In quieter moments, we scour the boxes for treasure: a holiday company flexidisc advertising skiing vacations, and Man to Man/Man Parrish’s Male Stripper go on the turntable. I put on Otis Redding’s Try a Little Tenderness and a James Brown compilation and, at a quarter past four, Paul Static puts up his hood, zips his coat and does a backspin to a funk record.

We also reminisce: Woods traces his own musical epiphany back to a school football match. “The other side were really into playing, and our team were more interested in talking about Joy Division. I remember being in the goal discussing Love Will Tear Us Apart. We got caned for that.” Whitey remembers sitting in class, writing out his favourite lyrics in his exercise book. “The teacher took my book and read them. He said, ‘You should be thinking about chemistry, not punk rock.’”

More staff from the old days are due to join Alan for his brief revival, which will include live shows with local bands, a DJ from Southport, Chorley’s finest proponents of hiphop (Krispy 3), my old teenage sweetheart’s band appearing live via Skype from Japan. “For the grand finale, before the fireworks go damp,” says Woods, “we might do a Frank Sidebottom take on Seven Nation Army.”

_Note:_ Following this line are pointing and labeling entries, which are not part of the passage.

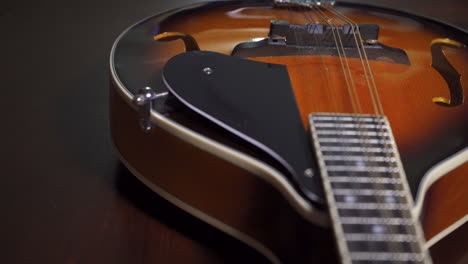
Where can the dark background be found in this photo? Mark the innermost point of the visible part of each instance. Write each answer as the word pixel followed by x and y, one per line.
pixel 64 197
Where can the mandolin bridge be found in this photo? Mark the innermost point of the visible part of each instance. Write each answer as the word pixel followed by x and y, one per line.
pixel 286 39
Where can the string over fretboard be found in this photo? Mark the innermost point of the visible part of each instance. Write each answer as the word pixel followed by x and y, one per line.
pixel 366 189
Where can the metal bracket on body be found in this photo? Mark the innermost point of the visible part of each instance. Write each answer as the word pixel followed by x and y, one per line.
pixel 144 100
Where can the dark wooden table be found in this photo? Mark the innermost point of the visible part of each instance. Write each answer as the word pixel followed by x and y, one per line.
pixel 64 196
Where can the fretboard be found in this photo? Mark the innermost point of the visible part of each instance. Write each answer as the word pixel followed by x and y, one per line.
pixel 366 188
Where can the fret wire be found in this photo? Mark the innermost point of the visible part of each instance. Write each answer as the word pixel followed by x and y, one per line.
pixel 376 220
pixel 332 140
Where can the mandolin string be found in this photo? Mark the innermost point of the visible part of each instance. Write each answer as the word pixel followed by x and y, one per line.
pixel 367 68
pixel 381 211
pixel 355 31
pixel 380 108
pixel 350 84
pixel 324 69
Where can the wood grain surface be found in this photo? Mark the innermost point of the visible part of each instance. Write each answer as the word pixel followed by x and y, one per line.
pixel 65 198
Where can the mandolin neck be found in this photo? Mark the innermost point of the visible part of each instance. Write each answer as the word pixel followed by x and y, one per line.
pixel 366 188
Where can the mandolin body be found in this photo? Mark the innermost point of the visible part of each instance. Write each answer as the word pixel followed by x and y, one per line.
pixel 229 184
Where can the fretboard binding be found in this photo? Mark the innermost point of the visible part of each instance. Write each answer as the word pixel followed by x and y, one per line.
pixel 387 256
pixel 364 179
pixel 359 158
pixel 352 133
pixel 362 168
pixel 381 237
pixel 372 206
pixel 357 149
pixel 342 125
pixel 375 220
pixel 354 140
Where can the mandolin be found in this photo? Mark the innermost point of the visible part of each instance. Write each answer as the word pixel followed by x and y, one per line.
pixel 312 131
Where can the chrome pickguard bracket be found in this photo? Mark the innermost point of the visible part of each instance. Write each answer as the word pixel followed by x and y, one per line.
pixel 144 100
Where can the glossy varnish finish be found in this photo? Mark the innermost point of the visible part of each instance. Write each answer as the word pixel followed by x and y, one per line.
pixel 405 91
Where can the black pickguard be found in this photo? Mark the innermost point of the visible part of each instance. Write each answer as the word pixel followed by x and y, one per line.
pixel 252 100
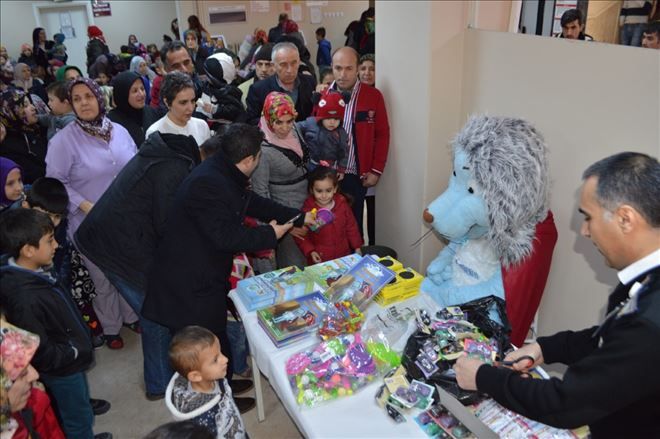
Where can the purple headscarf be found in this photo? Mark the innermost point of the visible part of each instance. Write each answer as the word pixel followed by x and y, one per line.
pixel 101 126
pixel 6 166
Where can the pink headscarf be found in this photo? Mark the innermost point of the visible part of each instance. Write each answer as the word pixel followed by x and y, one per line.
pixel 276 106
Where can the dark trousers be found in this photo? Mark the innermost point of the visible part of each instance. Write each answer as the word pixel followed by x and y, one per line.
pixel 70 395
pixel 352 185
pixel 370 201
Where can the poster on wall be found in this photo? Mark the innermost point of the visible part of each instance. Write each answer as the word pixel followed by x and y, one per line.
pixel 227 14
pixel 296 12
pixel 260 6
pixel 315 15
pixel 561 7
pixel 101 8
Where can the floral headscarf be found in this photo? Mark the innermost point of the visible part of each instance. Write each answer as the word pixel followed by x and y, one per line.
pixel 6 166
pixel 276 106
pixel 17 347
pixel 19 78
pixel 12 101
pixel 101 126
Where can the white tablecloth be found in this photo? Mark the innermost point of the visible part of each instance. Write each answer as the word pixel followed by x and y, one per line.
pixel 357 416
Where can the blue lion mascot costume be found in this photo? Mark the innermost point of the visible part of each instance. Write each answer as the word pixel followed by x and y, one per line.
pixel 494 215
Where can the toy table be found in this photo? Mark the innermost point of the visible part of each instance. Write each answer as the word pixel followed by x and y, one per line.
pixel 354 416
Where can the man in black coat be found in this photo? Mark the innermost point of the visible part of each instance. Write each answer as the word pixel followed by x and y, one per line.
pixel 287 79
pixel 189 280
pixel 121 233
pixel 612 382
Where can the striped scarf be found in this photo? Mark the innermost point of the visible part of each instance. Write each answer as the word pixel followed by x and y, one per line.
pixel 349 121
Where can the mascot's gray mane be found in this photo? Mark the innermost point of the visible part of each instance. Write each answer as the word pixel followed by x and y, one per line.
pixel 508 159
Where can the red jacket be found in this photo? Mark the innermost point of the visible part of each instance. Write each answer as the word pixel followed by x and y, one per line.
pixel 371 130
pixel 44 421
pixel 334 240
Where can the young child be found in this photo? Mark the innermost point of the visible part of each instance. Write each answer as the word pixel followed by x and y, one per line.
pixel 12 184
pixel 35 301
pixel 50 196
pixel 340 237
pixel 198 391
pixel 58 51
pixel 61 110
pixel 324 135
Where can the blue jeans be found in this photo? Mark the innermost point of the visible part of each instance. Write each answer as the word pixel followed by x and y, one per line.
pixel 352 185
pixel 631 34
pixel 239 345
pixel 155 339
pixel 71 399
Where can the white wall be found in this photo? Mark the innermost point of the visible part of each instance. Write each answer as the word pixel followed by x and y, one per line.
pixel 575 93
pixel 576 96
pixel 149 20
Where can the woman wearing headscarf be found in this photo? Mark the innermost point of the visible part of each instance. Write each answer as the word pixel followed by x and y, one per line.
pixel 86 156
pixel 67 72
pixel 23 80
pixel 138 47
pixel 26 142
pixel 197 53
pixel 41 46
pixel 96 46
pixel 282 172
pixel 25 409
pixel 139 67
pixel 131 110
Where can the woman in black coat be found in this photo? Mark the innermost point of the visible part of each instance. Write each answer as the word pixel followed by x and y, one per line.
pixel 131 110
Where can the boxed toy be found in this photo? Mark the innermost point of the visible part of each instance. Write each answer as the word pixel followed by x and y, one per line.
pixel 361 283
pixel 287 321
pixel 404 286
pixel 327 273
pixel 275 287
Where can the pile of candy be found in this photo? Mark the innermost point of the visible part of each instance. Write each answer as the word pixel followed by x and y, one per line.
pixel 340 318
pixel 332 369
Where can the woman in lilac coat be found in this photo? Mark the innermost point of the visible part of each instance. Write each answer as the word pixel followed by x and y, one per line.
pixel 86 156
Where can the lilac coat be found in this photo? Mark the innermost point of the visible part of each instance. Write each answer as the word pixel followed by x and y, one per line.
pixel 86 165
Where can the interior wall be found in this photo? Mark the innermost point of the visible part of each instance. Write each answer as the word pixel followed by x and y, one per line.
pixel 579 111
pixel 17 22
pixel 129 18
pixel 335 17
pixel 603 20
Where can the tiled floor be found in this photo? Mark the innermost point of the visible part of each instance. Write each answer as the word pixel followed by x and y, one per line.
pixel 117 377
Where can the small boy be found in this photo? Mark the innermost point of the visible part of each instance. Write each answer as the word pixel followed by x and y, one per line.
pixel 62 111
pixel 323 54
pixel 324 135
pixel 34 301
pixel 198 391
pixel 49 195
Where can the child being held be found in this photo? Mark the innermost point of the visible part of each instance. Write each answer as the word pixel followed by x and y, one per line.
pixel 198 391
pixel 61 110
pixel 326 138
pixel 341 236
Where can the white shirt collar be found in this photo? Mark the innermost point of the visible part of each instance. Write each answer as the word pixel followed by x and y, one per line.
pixel 641 266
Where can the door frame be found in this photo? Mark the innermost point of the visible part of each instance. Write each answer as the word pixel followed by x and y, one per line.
pixel 38 7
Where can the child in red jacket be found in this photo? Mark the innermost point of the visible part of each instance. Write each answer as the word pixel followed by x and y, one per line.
pixel 337 238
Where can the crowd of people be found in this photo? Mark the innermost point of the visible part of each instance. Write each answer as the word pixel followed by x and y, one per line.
pixel 136 186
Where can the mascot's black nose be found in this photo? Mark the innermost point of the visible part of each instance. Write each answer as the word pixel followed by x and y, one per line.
pixel 427 216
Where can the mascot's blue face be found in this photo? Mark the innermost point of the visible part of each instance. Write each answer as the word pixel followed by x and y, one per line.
pixel 460 212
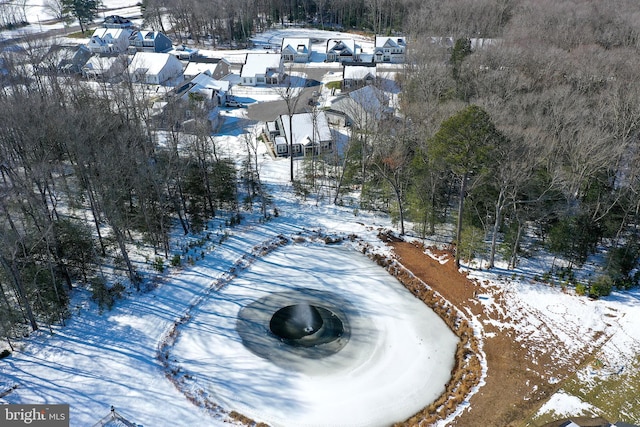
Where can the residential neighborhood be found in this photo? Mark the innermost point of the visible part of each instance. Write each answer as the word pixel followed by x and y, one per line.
pixel 289 213
pixel 119 50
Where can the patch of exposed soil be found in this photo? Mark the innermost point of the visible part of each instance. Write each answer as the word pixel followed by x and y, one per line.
pixel 519 369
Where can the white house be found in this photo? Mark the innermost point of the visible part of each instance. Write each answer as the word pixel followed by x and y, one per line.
pixel 154 68
pixel 215 68
pixel 389 49
pixel 262 69
pixel 355 76
pixel 296 49
pixel 310 134
pixel 149 41
pixel 206 87
pixel 109 40
pixel 342 50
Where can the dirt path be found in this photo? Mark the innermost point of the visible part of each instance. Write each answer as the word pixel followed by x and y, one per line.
pixel 515 383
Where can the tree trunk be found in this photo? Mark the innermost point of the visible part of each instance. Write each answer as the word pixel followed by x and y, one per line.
pixel 463 189
pixel 496 227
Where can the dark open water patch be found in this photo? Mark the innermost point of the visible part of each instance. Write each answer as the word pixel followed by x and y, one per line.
pixel 288 327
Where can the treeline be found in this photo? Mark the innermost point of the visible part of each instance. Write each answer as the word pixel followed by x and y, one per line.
pixel 84 178
pixel 227 21
pixel 531 137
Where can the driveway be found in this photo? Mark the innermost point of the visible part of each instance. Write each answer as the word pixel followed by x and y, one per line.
pixel 270 110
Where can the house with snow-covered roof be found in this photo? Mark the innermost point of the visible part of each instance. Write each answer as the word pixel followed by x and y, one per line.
pixel 296 49
pixel 261 69
pixel 109 40
pixel 357 75
pixel 149 41
pixel 389 49
pixel 215 68
pixel 309 134
pixel 342 50
pixel 154 68
pixel 104 67
pixel 206 87
pixel 116 21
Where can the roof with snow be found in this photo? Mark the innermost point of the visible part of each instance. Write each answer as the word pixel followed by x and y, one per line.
pixel 298 45
pixel 303 128
pixel 260 63
pixel 391 42
pixel 358 72
pixel 342 46
pixel 107 34
pixel 150 62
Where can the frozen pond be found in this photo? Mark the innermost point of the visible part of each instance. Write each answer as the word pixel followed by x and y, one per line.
pixel 383 356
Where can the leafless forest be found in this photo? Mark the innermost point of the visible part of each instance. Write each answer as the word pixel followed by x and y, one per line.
pixel 518 126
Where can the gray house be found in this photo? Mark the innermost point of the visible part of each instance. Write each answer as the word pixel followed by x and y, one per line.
pixel 149 41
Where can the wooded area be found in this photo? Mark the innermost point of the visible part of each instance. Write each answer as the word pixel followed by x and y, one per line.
pixel 527 142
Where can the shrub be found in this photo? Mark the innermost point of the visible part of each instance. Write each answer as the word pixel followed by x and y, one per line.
pixel 176 261
pixel 601 287
pixel 106 296
pixel 158 264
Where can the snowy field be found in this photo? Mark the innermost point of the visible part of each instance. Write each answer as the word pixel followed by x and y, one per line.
pixel 111 358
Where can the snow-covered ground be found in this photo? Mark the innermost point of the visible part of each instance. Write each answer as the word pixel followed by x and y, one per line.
pixel 111 358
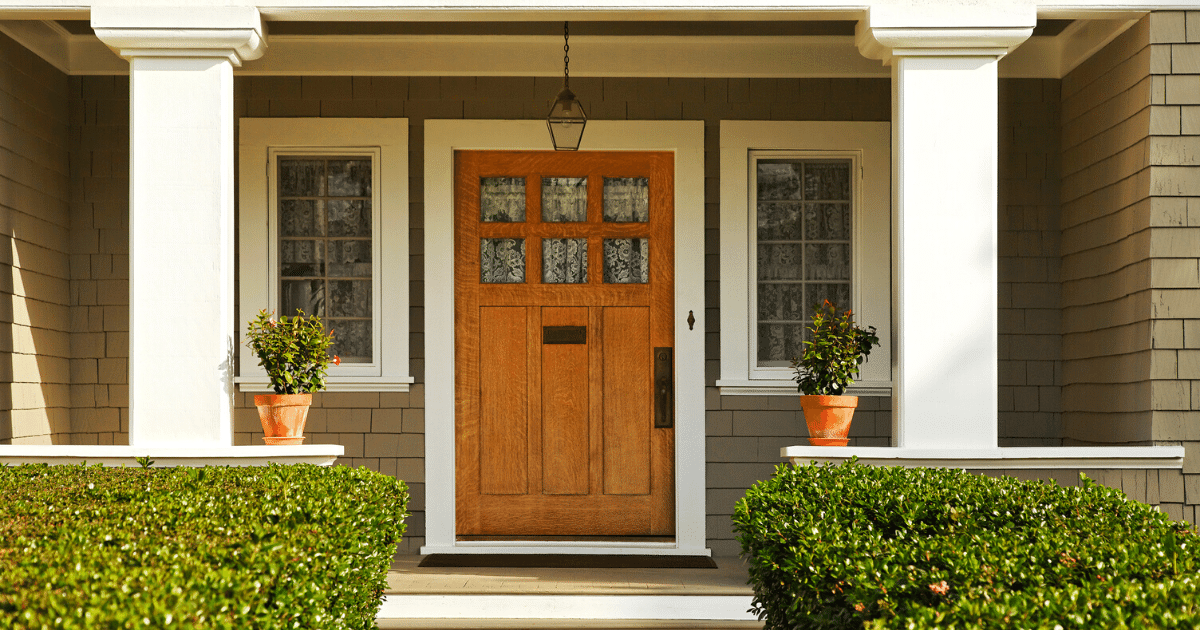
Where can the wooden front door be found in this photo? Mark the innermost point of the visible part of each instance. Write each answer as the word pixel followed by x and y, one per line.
pixel 564 286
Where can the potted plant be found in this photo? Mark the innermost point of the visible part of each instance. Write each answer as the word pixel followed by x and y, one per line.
pixel 294 353
pixel 833 353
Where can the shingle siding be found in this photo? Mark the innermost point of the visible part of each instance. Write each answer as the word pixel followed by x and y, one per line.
pixel 35 377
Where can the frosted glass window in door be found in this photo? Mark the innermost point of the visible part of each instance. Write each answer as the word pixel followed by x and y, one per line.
pixel 502 199
pixel 502 261
pixel 627 199
pixel 564 199
pixel 803 255
pixel 564 261
pixel 627 261
pixel 325 246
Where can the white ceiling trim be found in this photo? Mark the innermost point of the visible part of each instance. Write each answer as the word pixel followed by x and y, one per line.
pixel 1055 57
pixel 413 55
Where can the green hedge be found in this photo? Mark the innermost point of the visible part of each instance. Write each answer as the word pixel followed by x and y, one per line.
pixel 853 546
pixel 283 546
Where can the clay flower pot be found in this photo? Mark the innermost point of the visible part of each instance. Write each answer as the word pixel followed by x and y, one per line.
pixel 283 417
pixel 828 419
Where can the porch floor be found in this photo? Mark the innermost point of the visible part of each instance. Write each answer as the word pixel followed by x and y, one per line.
pixel 509 598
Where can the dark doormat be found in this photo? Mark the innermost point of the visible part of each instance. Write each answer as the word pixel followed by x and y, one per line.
pixel 564 561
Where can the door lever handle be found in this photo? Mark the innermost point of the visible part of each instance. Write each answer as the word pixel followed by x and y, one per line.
pixel 664 388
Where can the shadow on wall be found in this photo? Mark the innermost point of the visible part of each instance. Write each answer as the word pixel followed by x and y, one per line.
pixel 35 394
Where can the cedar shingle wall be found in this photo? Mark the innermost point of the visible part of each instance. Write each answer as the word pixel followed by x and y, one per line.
pixel 1174 239
pixel 1107 211
pixel 1132 238
pixel 35 346
pixel 100 259
pixel 1030 270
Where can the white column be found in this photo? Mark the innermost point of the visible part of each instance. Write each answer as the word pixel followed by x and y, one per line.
pixel 181 191
pixel 945 253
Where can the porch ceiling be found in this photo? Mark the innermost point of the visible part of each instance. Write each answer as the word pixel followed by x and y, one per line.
pixel 821 46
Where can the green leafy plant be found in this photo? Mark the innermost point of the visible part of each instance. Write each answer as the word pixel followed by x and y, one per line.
pixel 294 351
pixel 220 547
pixel 857 546
pixel 833 353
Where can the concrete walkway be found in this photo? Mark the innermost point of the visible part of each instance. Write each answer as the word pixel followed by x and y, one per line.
pixel 492 598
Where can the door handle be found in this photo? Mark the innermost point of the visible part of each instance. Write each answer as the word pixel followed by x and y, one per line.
pixel 664 388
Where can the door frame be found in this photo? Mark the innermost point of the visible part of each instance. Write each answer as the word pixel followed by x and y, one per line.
pixel 685 139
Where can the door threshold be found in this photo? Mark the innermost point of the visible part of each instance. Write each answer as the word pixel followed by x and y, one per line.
pixel 563 547
pixel 565 561
pixel 555 540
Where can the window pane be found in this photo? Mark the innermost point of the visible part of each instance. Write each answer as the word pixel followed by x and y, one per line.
pixel 564 261
pixel 779 221
pixel 502 199
pixel 827 222
pixel 349 217
pixel 780 261
pixel 564 199
pixel 837 294
pixel 349 298
pixel 502 261
pixel 779 180
pixel 301 178
pixel 627 261
pixel 301 217
pixel 781 303
pixel 827 261
pixel 349 178
pixel 307 295
pixel 827 181
pixel 779 343
pixel 303 258
pixel 627 199
pixel 349 258
pixel 352 340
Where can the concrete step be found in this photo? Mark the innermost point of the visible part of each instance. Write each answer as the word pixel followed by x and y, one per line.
pixel 544 611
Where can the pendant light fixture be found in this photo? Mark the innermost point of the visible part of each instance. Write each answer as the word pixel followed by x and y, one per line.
pixel 567 118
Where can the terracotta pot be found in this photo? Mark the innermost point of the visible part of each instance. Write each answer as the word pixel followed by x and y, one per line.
pixel 283 417
pixel 828 419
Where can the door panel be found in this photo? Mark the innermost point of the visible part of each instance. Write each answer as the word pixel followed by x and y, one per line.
pixel 564 406
pixel 504 391
pixel 627 394
pixel 563 288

He is giddy with it now; there is talk of relaunching the shop online, maybe even resurrecting the label. As six o’clock nears, the shop begins to transform once more: amps and microphones are set up; the counter is repurposed for record decks; disco lights flicker red, green and yellow.

Alan’s two weeks came to an end last Saturday ? but when the shop begins its new life as a tattoo parlour, and this end of Mesnes Street goes quiet again, there will be something that lingers on: a memory of fine times, friendships and backspins ? and the music that made them all happen.